Under the situation that the test product has been already approved in the original region due to its proven efficacy against placebo control, if the data collected from the bridging study show that the efficacy of the test product from the new region is no worse than the efficacy of the test product from the original region by some clinically acceptable limit, then the efficacy observed in the bridging study in the new region can be claimed to be similar to that of the original region. This concept of similarity is referred to as similarity between the treatment effects from both new and original regions.
-
(c) Group sequential approach to evaluation of
bridging studies (Journal of Biopharmaceutical
Statistics).
We propose a group sequential method to incorporate the information of the foreign clinical data into evaluation of the positive treatment effect observed in the new region within the same study.
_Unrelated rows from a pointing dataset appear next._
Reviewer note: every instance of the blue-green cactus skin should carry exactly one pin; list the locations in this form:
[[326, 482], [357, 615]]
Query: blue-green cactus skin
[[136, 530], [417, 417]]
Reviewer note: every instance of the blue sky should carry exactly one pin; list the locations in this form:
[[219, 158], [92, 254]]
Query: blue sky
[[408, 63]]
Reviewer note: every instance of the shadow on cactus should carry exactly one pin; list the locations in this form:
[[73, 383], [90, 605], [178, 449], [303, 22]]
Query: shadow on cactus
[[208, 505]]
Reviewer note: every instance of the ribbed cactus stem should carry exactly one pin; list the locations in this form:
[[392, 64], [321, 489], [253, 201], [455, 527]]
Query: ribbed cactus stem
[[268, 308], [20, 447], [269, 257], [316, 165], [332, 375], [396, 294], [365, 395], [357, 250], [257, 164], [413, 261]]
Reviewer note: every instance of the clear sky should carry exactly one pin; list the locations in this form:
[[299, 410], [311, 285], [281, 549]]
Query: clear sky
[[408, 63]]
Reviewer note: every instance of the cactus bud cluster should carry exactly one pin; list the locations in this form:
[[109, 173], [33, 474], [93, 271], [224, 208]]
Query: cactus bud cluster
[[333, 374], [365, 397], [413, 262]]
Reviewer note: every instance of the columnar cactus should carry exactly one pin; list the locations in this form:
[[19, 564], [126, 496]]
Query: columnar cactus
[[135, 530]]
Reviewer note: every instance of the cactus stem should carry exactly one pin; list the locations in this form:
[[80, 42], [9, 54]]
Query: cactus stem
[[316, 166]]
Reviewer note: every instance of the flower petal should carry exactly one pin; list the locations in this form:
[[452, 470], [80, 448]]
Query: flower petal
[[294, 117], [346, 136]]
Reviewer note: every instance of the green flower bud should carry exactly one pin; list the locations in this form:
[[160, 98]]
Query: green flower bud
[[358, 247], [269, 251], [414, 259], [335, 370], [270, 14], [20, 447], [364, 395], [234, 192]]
Within this framework, regions are treated as group sequence. In other words, patients from the original region are enrolled first into the study and then the patients from the new region are enrolled subsequently.
(5) Statistical methodology research in the area of microarray data analysis
-
(a) A Bayes Regression Approach to array-CGH
Data (in revision)
Abstract
This paper develops a Bayes regression approach for the analysis of array-CGH data by utilizing not only the underlying spatial structure of the genomic alterations but also the observation that the noise associated with the ratio of the fluorescence intensities is bigger when the intensities get smaller. We show that this Bayes regression approach is particularly suitable for the analysis of cDNA microarray-CGH data, which are generally noisier than those using genomic clones. A simulation study and a real data analysis are included to illustrate this approach.